5月7日、大槌町に着いた私と友人は、雨だったのでテントを張ることをあきらめて車中泊をした。寺野弓道場という避難所がある運動公園の駐車場に車をとめた。

そこには、自衛隊が住民のために設置した入浴施設があった。聞いてみると第7師団で北海道から支援にきているという。避難所の人たちや近隣の住宅で風呂が使えない人たちがたくさん集まっていた。

そして、風呂に来る人たちの足元が暗くならないようにと、国土交通省と書かれた車が照明をつけていた。風呂が終わるのが午後9時。自衛隊の人たちが片づけを終える9時半まで灯りがともっていた。ボランティアに行った私たちは懐中電灯をもってはいたが、この灯りが何よりもありがたかった。

震災から2カ月たっても不便な生活が続く被災地で、地道で温かな支援が続いているのを実感した。

憩いの場~被災地をみて5~   2011 年 5 月 25 日

初めて被災地に入ったのは5月7日夕方、岩手県大槌町に着いた。被害状況に言葉を失いながら町を見ていたら、がれきのあるエリアにローソンがあった。たくさんの人でにぎわい、商品も揃っていた。被災地の真ん中なのに「どうしてローソンだけが?」と不思議に思い、定員に聞いてみた。店員の話によると、ローソンも津波をうけて人の胸ぐらいの高さまで海水に浸かったという。しかしローソンの本部の方で復旧を急ぎ、いち早く営業を再開したという。それでも再開したのは4月29日、私が訪れる1週間ほど前だったたという。
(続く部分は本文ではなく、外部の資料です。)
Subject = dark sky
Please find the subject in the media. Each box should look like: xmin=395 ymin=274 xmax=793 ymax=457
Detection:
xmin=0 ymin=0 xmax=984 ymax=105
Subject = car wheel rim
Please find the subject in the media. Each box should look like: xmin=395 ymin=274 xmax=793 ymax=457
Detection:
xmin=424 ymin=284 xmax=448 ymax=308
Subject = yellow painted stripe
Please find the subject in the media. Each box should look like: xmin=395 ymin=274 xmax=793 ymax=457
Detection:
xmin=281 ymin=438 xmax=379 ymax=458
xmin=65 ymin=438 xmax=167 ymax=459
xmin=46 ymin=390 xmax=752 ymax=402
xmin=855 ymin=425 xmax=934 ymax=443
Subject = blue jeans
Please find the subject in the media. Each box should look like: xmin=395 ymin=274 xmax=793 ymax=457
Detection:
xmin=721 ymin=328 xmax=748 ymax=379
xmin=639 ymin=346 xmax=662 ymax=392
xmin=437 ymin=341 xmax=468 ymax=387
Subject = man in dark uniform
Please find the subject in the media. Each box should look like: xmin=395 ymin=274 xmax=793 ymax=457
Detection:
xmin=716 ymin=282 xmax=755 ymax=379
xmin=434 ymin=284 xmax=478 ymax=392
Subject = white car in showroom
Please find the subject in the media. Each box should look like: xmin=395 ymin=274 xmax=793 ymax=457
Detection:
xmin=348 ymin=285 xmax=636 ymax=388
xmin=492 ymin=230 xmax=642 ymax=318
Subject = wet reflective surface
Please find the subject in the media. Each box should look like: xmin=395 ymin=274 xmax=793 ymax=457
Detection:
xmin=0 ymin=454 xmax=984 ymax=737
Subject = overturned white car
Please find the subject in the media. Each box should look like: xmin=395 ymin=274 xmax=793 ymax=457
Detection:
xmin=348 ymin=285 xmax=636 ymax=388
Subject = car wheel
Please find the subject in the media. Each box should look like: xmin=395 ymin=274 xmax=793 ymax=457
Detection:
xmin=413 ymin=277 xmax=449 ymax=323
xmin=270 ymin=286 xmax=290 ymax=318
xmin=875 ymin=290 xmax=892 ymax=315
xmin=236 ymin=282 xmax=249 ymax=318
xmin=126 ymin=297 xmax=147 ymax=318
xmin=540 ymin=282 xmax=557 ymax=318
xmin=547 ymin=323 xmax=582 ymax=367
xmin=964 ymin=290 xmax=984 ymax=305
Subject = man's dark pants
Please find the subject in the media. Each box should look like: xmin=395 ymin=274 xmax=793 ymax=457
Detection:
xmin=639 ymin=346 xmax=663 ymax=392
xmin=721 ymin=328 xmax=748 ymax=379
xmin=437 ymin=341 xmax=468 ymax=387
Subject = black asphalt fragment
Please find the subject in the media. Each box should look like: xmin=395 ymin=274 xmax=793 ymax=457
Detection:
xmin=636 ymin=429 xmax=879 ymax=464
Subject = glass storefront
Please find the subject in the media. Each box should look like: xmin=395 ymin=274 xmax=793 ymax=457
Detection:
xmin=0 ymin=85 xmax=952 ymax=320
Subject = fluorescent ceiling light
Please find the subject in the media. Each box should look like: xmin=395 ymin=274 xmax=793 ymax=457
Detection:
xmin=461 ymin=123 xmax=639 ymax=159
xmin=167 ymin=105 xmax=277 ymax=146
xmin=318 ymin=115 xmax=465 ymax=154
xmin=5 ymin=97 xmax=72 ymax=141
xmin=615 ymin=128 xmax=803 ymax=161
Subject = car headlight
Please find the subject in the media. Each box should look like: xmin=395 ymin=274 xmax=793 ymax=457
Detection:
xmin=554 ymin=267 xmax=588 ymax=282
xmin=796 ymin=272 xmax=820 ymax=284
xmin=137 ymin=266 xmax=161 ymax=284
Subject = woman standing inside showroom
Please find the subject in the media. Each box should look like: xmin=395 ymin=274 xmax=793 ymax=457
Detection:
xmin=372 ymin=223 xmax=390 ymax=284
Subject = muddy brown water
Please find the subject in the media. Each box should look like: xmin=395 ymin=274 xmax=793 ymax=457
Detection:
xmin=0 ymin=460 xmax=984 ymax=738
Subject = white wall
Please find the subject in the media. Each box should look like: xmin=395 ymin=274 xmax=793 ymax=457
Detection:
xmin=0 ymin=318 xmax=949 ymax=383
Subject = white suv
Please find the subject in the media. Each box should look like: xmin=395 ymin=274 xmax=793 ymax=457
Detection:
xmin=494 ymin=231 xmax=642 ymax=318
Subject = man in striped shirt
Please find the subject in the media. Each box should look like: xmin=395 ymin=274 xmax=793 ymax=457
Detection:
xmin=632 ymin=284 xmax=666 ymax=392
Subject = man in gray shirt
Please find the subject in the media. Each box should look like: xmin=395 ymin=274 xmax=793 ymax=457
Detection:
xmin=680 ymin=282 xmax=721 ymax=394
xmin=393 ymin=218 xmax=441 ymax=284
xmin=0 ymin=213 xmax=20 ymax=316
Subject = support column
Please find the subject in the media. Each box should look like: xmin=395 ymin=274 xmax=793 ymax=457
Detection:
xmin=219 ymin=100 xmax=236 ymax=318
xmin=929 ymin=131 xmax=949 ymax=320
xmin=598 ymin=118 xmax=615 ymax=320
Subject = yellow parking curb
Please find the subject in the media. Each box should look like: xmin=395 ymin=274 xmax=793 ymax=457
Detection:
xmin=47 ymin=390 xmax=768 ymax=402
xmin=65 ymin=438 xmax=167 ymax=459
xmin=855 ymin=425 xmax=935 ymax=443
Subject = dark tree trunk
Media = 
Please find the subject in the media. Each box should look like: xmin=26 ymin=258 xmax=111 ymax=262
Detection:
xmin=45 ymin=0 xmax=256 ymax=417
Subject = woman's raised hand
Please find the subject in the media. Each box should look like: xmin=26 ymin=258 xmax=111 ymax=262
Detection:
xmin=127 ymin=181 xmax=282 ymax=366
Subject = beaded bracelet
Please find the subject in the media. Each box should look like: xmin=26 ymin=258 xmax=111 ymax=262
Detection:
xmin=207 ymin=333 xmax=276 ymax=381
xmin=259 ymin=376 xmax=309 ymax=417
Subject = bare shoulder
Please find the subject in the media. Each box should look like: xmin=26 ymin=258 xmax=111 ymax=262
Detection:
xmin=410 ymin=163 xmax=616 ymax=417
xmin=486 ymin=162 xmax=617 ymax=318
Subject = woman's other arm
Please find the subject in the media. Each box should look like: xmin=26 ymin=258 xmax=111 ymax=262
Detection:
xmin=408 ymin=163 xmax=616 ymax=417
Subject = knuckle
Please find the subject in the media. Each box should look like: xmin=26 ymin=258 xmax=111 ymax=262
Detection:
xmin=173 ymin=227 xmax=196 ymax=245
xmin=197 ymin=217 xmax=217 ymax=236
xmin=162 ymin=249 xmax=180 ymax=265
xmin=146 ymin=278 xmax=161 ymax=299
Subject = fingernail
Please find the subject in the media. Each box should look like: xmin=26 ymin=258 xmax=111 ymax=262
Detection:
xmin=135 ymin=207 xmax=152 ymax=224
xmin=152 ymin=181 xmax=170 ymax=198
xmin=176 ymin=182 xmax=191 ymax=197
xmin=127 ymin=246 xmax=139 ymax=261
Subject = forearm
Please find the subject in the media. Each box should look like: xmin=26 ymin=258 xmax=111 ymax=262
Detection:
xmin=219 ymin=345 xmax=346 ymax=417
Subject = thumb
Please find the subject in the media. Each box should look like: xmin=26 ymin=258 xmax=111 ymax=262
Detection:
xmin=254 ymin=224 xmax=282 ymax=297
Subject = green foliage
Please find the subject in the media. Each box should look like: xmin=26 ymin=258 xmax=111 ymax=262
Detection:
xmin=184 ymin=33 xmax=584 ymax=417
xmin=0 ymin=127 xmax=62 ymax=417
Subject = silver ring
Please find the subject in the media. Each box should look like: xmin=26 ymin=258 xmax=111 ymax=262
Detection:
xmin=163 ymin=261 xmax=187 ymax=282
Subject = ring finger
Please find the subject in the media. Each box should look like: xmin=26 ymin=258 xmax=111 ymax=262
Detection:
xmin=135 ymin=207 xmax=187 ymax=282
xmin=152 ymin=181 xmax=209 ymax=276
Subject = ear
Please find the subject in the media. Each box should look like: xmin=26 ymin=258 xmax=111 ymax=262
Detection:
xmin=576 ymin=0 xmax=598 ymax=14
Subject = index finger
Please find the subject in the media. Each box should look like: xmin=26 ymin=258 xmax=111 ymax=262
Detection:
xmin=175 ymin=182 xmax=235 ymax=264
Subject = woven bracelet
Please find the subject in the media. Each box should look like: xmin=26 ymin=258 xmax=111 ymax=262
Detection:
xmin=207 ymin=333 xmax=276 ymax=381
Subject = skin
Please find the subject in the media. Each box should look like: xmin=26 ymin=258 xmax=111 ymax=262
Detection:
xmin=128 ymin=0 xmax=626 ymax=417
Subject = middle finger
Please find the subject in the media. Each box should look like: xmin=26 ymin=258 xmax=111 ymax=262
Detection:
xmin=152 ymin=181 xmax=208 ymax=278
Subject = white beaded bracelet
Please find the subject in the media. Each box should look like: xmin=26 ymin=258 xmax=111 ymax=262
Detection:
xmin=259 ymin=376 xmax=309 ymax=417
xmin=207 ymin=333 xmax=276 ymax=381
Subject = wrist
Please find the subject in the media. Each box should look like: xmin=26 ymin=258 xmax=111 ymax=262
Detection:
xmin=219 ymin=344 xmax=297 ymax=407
その店員は、町の人がごみを捨てに来ても丁寧に対応し、分別をしていた。他の店員も、大きな声で挨拶をして、客を待たせないようにと手際よくレジをうっていた。そして町の人たちは、顔見知りを見つけると楽しそうに話を弾ませていた。

1日の終わり、復旧の途中で町の灯りがほとんどない中、ローソンは頑張る町の人たちの憩いの場になっていた。